Bard (Ao). «L’Aquila. Tesori d’arte tra XIII e XVI secolo» rappresenta l’unico evento espositivo al di fuori dell’Abruzzo, nel decennale del tragico terremoto del 6 aprile 2009. Ospitata fino al 17 novembre nel Forte di Bard, la mostra presenta 14 opere restaurate (oreficerie, sculture in terracotta, pietra e legno, dipinti su tavola e tela) provenienti da chiese aquilane e dal Munda, Museo Nazionale d’Abruzzo.

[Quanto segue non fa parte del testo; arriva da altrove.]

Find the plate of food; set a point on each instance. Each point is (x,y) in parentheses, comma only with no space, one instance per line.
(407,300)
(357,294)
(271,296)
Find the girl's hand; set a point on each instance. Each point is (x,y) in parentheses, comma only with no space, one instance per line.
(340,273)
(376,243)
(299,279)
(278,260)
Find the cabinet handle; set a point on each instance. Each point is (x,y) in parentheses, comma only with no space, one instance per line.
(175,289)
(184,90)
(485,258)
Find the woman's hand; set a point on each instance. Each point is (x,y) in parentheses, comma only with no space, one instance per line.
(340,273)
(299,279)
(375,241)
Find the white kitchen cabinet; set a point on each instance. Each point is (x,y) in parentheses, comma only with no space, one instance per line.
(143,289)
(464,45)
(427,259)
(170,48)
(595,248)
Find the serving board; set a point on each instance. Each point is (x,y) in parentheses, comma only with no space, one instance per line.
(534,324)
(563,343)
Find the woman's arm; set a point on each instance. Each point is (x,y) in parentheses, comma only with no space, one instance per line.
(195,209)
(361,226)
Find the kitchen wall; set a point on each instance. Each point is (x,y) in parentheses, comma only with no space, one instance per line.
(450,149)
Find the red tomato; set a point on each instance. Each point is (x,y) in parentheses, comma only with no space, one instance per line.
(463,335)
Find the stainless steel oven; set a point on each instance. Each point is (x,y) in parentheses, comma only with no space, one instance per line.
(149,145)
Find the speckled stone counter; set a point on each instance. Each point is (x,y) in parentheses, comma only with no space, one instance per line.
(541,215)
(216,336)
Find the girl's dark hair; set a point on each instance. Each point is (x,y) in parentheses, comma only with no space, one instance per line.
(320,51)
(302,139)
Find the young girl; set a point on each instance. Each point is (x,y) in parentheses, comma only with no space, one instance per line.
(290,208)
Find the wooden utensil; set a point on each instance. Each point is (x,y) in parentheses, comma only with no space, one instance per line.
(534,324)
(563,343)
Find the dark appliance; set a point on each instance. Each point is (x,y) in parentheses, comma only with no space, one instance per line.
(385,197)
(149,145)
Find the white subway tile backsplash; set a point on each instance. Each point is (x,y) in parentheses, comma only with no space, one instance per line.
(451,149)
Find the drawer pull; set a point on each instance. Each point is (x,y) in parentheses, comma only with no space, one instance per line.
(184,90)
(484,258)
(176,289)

Dalle Madonne con Bambino del Maestro di Sivignano e di Matteo da Campli (1470-80, Chiesa di Santa Maria del Paradiso Pizzoli; nella foto) a quella detta Delle Grazie; dal grande Crocefisso della Cattedrale alla Croce processionale di Giovanni di Bartolomeo Rosecci; dall’elegante san Michele Arcangelo di Silvestro dell’Aquila allo splendido san Sebastiano di Saturnino Gatti; dal sant’Equizio di Pompeo Cesura fino alle grandi tele di Mijtens. L’esposizione è un omaggio alla città dell’Aquila e alla sua ricchezza artistica. Ideato da Marco Zaccarelli, il progetto è promosso dall’Associazione Forte di Bard con la Città dell’Aquila, la Regione Abruzzo e la partecipazione, oltre che del Munda, dell’Arcidiocesi Metropolitana dell’Aquila e della Soprintendenza Archeologica, Belle Arti e Paesaggio per la Città dell’Aquila e i Comuni del cratere e del Segretariato Regionale dell’Abruzzo. «Aosta e Abruzzo sono due territori montani, spiega Zaccarelli, ed entrambi condividono una forte devozione mariana e la presenza di numerose cappelle di montagna. Questa  non è solo una mostra, ma una storia di sopravvivenze».